[Bioclusters] ncbi blast

Fri, 18 Jun 2004 07:24:49 -0400

Hi Chris and Justin:

On Thu, 2004-06-17 at 12:38, Chris Dwan wrote:
> Justin,
> 
> I've poked around a bit, and run your queries on a variety of machines 
> (P-III and Athalon...as well as a few others) which I have sitting 
> around the shop here.  I was unable to replicate your observed 
> behavior.

Hmmm.  I have had crashes when the accession lines were somehow
mangled.  But this occurred regardless of memory size.

[...]

> On Jun 16, 2004, at 10:46 AM, Justin Powell wrote:
> 
> >
> > Hi Chris
> >
> > A short query which goes wrong is
> >
> > actacgactagcatcagctacgctagatgactacgatcagctacgactagcatcgactacg
> >
> > I just have this in a text file on its own with no name line. The nt
> > database I'm using is from the ncbi ftp site blast/db directory and the
> > unzipped database files have the date June 11 2004.

So you do not have 

	>accession data
	actacgactagcatcagctacgctagatgactacgatcagctacgactagcatcgactacg

in the test file, just

	actacgactagcatcagctacgctagatgactacgatcagctacgactagcatcgactacg	

?

If this is the case, try making a simple accession line such as

	>abc123|my random label
	actacgactagcatcagctacgctagatgactacgatcagctacgactagcatcgactacg	

and see if it still crashes.

> > I've found the intermittency varies. Sometimes it seems it can be 
> > provoked
> > by running a blast against est first, and sometimes it seems to work
> > correctly time after time.

Oh... If it is not repeatable (e.g. repeatable == same input file always
generates the same error at the same place), then it is likely to be
unrelated to the program itself.  That is, the program happens to be
hitting the case in the system which triggers the error.  This usually
comes about when you hit a bad physical memory location somewhere, or
you have an OS bug or driver bug of some sort.  

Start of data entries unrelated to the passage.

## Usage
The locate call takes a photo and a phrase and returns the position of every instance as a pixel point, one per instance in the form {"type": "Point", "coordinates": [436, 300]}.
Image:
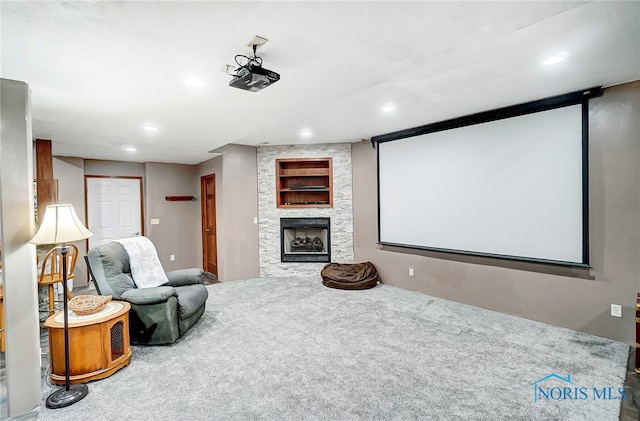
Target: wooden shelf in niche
{"type": "Point", "coordinates": [180, 198]}
{"type": "Point", "coordinates": [304, 183]}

SEGV's usually come about when one process stamps on another processes
memory, so there could be other explanations.  If you are swapping to a
partition with some bad bytes, this could be a problem.

First:  Do you have swap enabled?  What is the output of

	swapon -s

Second: What other programs are running?  Is this an overclocked system?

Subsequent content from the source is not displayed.